Trizzino et al. (2008) analyzed data from 124 FHL patients with known mutations in the PRF1 gene. Flow cytometry showed that perforin expression was absent in 40 patients, reduced in 6, and normal in 4; natural killer cell activity was absent or severely reduced (less than 2%) in 54 (77%) of the 70 patients in which it was reported. The authors stated that thrombocytopenia was by far the most sensitive of diagnostic parameters, being present in all cases; fever and splenomegaly were present in 96% and 98% of cases, respectively, and anemia and hyperferritinemia were present in 90%. Lymphadenopathy and central nervous system involvement were found in 35% and 36% of cases, respectively, and skin rash in 24% of cases.

Mapping

In a genetic linkage study of 17 families with familial hemophagocytic lymphohistiocytosis, Dufourcq-Lagelouse et al. (1999) mapped a locus for this disorder to chromosome 10q21-q22. Ten families showed no recombination with 3 tightly linked markers, with a maximum multipoint lod score of 11.22 at the D10S6050 locus. Haplotype analysis of these 10 families allowed them to establish D10S206 and D10S1665 as the telomeric and centromeric flanking markers, respectively. Heterogeneity analysis and haplotype inspection of the remaining families confirmed that in 7 families familial hemophagocytic lymphohistiocytosis was not linked to 10q21-q22.

Molecular Genetics

In 8 unrelated patients with familial hemophagocytic lymphohistiocytosis linked to 10q21-q22, Stepp et al. (1999) sequenced the coding region of the PRF1 gene and identified homozygous nonsense mutations in 4 patients (170280.0001-170280.0003) and missense mutations in the other 4 patients (170280.0004-170280.0009). Cultured lymphocytes from these patients had defective cytotoxic activity, and immunostaining revealed little or no perforin in the granules. Thus, defects in perforin are responsible for 10q21-q22-linked FHL.

In 2 sibs with adult-onset hemophagocytic lymphohistiocytosis, diagnosed at ages 22 and 21 years, respectively, Clementi et al. (2002) identified compound heterozygosity for a trp374-to-ter (W374X; 170280.0002) mutation and an ala91-to-val (A91V; 170280.0011) substitution in the PRF1 gene. The unrelated parents from southern Italy were each heterozygous for 1 of the substitutions. The patients had an atypical presentation and unusually mild course of the disease, despite absence of perforin expression in one and 'depleted' expression in the other.

In 25 (58%) of 43 unrelated North American families with children diagnosed with primary hemophagocytic lymphohistiocytosis, Molleran Lee et al. (2004) identified mutations in the PRF1 gene.
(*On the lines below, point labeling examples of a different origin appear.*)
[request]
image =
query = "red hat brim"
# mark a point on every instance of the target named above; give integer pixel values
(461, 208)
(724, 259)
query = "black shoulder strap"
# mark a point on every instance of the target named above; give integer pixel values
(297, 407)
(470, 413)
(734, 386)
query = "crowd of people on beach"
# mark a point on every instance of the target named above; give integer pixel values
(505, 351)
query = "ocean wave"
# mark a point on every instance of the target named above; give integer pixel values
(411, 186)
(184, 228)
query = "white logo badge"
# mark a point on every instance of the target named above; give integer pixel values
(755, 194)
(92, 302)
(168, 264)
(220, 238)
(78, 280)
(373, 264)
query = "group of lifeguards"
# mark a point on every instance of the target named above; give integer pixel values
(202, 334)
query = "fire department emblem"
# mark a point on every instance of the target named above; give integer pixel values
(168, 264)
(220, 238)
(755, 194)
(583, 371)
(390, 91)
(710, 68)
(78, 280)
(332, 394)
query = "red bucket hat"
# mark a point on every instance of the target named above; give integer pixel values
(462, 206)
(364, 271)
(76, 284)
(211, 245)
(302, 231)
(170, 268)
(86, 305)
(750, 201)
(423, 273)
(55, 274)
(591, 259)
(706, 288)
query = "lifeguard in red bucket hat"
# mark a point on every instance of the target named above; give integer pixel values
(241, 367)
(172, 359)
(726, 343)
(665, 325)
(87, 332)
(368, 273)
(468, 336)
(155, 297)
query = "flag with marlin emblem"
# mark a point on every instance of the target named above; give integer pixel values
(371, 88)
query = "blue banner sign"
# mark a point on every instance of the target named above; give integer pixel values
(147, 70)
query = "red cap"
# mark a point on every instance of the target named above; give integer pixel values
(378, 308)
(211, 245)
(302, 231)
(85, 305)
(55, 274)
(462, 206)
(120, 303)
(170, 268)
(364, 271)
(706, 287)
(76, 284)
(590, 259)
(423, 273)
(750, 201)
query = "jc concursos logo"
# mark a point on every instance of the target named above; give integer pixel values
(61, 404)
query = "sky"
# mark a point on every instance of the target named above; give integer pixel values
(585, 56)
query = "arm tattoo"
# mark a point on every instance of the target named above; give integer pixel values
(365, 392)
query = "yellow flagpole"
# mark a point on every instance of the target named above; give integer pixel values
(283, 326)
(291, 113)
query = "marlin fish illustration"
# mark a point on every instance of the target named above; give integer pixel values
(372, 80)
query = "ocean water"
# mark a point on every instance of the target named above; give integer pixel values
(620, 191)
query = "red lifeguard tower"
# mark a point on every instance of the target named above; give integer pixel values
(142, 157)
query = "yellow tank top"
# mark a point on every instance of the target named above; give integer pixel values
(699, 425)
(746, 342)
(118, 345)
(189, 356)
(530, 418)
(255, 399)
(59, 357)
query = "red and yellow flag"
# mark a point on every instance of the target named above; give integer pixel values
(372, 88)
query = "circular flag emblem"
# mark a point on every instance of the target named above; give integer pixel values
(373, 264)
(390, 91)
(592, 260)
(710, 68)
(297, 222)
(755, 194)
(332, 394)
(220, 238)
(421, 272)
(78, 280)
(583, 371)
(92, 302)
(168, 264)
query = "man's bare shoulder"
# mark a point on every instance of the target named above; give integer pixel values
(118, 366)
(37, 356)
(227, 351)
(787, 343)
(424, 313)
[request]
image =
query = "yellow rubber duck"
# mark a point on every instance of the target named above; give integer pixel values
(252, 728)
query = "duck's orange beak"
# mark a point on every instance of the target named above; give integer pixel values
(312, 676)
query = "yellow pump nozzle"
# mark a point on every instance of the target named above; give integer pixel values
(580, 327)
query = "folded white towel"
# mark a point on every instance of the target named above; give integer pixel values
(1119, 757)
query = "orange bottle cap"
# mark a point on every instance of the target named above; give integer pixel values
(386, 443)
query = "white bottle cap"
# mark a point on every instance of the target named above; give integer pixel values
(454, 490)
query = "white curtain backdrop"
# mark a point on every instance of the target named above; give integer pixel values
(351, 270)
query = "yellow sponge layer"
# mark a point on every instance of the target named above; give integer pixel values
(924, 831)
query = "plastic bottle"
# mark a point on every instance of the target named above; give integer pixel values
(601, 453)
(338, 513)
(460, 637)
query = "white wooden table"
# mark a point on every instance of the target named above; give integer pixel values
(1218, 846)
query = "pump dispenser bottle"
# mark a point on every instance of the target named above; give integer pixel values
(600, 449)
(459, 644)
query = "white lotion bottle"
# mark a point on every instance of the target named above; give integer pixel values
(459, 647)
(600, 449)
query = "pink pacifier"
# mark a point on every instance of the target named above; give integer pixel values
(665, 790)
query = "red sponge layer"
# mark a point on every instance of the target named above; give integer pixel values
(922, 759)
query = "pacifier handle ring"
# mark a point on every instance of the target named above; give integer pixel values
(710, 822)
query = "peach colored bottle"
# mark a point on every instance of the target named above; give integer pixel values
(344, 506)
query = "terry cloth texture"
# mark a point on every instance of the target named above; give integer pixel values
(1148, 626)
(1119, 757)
There was no significant difference in median age at diagnosis when comparing patients with and without perforin mutations (6 months vs 7 months, respectively); however, comparing patients with PRF1 mutations who expressed low levels of perforin to those with no detectable perforin, the median age at onset was 54 months versus 3 months, respectively (p less than 0.001).

Lipton et al. (2004) described the clinical course and laboratory findings in monozygotic twin male infants with familial hemophagocytic lymphohistiocytosis in whom compound heterozygosity for a missense mutation on the maternal allele and a polymorphism on the paternal allele of the PRF1 gene was identified and reported by Molleran Lee et al. (2004).